Fan Kuan (Chinese: 范寬; pinyin: Fàn Kuān; Wade–Giles: Fan K’uan) was a Chinese landscape painter of the Song Dynasty (960–1279 CE) considered among the great masters of the tenth and eleventh centuries. Almost no biographical details survive about him. He modelled his early work after that of the artist Li Cheng (919–967), but later he concluded that nature was the only true teacher. He spent the rest of his life as a recluse in the rugged Qiantang mountains of Shanxi. Besides his admiration and love for the mountain's of northern China little else is known of his life.

'Travellers among Mountains and Streams', a large hanging scroll, is Fan Kuan's best known work and a seminal painting of the Northern Song school.
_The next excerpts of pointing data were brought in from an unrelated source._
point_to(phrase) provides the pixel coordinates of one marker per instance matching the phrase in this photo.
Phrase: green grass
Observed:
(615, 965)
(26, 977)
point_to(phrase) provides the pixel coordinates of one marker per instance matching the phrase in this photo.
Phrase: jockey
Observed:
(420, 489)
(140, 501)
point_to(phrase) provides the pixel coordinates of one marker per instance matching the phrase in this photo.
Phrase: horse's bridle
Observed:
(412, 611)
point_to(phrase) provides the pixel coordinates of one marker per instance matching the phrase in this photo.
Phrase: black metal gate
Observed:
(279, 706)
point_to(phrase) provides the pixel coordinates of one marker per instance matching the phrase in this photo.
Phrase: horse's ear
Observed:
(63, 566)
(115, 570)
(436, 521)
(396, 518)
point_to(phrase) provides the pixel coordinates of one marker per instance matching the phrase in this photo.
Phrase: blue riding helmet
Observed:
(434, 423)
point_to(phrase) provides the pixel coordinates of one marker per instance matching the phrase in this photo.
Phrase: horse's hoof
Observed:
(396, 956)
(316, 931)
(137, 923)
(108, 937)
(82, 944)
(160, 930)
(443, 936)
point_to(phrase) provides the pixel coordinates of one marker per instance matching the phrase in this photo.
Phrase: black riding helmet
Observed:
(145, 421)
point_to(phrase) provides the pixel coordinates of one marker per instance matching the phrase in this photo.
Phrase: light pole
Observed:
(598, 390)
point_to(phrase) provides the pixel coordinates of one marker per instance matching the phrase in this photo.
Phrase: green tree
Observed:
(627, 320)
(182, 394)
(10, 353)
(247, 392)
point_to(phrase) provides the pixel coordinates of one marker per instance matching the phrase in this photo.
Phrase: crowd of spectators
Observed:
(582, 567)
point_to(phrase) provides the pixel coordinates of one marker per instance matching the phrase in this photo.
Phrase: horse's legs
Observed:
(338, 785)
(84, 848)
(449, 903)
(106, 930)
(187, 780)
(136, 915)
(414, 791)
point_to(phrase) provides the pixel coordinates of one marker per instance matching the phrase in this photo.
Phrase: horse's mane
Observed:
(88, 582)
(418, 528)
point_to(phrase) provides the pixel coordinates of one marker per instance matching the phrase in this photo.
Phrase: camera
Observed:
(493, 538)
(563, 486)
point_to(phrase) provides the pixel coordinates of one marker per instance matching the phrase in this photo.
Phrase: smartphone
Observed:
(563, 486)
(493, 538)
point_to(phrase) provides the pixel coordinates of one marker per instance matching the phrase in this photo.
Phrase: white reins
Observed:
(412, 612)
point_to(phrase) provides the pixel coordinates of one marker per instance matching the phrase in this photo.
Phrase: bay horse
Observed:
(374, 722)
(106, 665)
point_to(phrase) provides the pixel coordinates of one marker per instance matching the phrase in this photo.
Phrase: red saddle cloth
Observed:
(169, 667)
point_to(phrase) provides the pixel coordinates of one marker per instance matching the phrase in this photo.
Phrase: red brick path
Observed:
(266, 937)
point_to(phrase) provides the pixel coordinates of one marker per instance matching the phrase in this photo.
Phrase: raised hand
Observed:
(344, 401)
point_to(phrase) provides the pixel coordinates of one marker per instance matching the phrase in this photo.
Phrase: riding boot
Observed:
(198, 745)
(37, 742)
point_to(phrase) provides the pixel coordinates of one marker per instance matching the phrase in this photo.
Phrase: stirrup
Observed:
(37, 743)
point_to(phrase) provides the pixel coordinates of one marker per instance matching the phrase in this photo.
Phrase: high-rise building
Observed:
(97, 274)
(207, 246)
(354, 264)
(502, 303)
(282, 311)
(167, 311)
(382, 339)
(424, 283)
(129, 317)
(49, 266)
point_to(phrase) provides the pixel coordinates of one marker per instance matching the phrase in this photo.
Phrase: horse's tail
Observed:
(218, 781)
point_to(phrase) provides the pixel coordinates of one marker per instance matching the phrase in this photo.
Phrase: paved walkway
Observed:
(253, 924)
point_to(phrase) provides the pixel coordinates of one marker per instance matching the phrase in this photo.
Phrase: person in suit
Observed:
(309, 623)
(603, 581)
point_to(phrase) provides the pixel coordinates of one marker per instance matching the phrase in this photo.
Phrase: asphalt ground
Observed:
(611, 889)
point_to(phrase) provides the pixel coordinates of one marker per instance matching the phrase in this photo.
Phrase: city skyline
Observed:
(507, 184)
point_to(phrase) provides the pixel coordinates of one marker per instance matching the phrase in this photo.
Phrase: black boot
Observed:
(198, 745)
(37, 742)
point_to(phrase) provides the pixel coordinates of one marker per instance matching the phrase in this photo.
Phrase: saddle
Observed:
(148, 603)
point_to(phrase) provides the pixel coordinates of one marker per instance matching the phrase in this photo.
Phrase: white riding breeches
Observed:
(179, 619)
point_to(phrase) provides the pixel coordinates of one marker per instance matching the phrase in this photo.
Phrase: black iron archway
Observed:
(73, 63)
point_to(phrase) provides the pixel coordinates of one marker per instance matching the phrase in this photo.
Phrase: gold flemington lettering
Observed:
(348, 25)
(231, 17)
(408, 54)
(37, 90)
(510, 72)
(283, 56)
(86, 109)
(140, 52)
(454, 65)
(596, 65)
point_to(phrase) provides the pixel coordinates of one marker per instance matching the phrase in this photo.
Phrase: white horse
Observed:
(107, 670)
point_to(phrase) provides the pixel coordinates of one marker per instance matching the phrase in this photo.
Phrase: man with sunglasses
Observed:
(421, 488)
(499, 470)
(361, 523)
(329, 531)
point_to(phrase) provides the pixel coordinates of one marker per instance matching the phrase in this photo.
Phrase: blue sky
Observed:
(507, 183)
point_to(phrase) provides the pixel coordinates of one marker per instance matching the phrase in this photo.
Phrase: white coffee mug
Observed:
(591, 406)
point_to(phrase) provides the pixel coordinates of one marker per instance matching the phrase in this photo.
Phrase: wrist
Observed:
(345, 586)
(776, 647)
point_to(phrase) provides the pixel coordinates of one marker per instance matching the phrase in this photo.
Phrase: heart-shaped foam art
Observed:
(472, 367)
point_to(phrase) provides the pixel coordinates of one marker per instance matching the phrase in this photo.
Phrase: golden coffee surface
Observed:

It establishes an ideal in monumental landscape painting to which later painters were to return time and again for inspiration. Fan Kuan based the painting on the Taoist principle of reclusion, the composition emphasises the monumentality of nature. A packhorse train can barely be seen emerging from a wood at the base of a huge precipice.

Despite the fact that the painting represents an ideal example of the achievements of the Northern Song landscape styles, the painting still represents several archaic conventions dating back to the Tang Dynasty. The composition remains dominated by a central massif. The foliage are composed of mechanically repeated and narrow texture strokes.

Fan's masterpiece 'Travellers among Mountains and Streams' bears a lost half-hidden signature rediscovered only in 1958.